In a few years, if you’re in a theater watching some sci-fi robot thriller, a real-life battle of the machines might unfold quietly before you: gadgets at the front of the house may seek out the optical signatures of bootleggers’ camcorders, then fire narrow beams of light directly into the lenses, blinding the cameras and saving the day for Hollywood’s bottom line.
With the Motion Picture Association of America estimating that piracy of newly released movies involves in-theater camcorders 90 percent of the time, a counteroffensive is taking shape. Technology prototyped by researchers at the Georgia Institute of Technology in June exploits the fact that all digital cameras use light-catching sensors that also reflect light back. The Georgia Tech system shines a weak infrared beam–invisible to humans–into the audience and identifies cameras by the reflected infrared light. If the system spots a camcorder, it zaps it with a narrow beam of white light, producing large splotches on the recording. Gregory Abowd, the computer scientist who led development of the technology, has launched a startup company to commercialize it, DominINC.
A different approach comes from the Content Security subsidiary of Paris-based Thomson, which opened a demo center in Burbank, CA, this year. Its technology damages illicit recordings by doctoring the movies themselves, digitally inserting extra frames containing things like flashes of light or the words “illegal copy,” says chief technology officer Jian Zhao.

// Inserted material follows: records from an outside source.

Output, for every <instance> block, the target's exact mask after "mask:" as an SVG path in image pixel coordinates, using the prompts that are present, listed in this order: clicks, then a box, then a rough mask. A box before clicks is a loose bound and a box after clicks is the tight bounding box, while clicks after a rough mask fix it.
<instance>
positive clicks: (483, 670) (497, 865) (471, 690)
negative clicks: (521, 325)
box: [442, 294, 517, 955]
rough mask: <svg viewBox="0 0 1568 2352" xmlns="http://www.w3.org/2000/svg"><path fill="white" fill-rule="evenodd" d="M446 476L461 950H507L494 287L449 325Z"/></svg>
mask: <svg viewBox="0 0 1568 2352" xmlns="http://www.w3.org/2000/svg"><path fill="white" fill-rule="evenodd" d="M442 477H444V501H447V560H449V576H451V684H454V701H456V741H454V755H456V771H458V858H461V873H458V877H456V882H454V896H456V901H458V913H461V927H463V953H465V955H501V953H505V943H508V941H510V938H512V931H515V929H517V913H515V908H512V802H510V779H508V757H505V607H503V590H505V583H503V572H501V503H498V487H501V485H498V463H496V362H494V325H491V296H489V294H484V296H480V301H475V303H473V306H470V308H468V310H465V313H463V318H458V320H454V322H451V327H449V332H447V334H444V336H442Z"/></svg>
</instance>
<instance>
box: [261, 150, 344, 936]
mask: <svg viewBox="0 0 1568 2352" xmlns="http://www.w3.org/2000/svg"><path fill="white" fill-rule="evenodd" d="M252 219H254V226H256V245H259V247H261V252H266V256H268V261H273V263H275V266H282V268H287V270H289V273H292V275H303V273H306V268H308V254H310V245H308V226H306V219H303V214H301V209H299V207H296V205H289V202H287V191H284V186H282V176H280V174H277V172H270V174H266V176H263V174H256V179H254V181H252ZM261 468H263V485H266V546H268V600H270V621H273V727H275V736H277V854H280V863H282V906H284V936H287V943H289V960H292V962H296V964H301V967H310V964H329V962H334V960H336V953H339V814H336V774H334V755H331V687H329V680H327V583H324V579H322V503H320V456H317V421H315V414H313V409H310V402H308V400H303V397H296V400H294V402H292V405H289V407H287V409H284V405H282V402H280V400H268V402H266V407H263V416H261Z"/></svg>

The inserted frames are undetectable to people in the theater, but because of the difference between movie and video frame rates, they show up in the pirated copies. The doctored frames appear at random rates so bootleggers can’t beat the system.
Brad Hunt, chief technology officer for the Motion Picture Association, says the industry wants to make sure such technologies won’t distract moviegoers. But with hundreds of millions of dollars on the line, the industry is eager for solutions in the next several years, he says.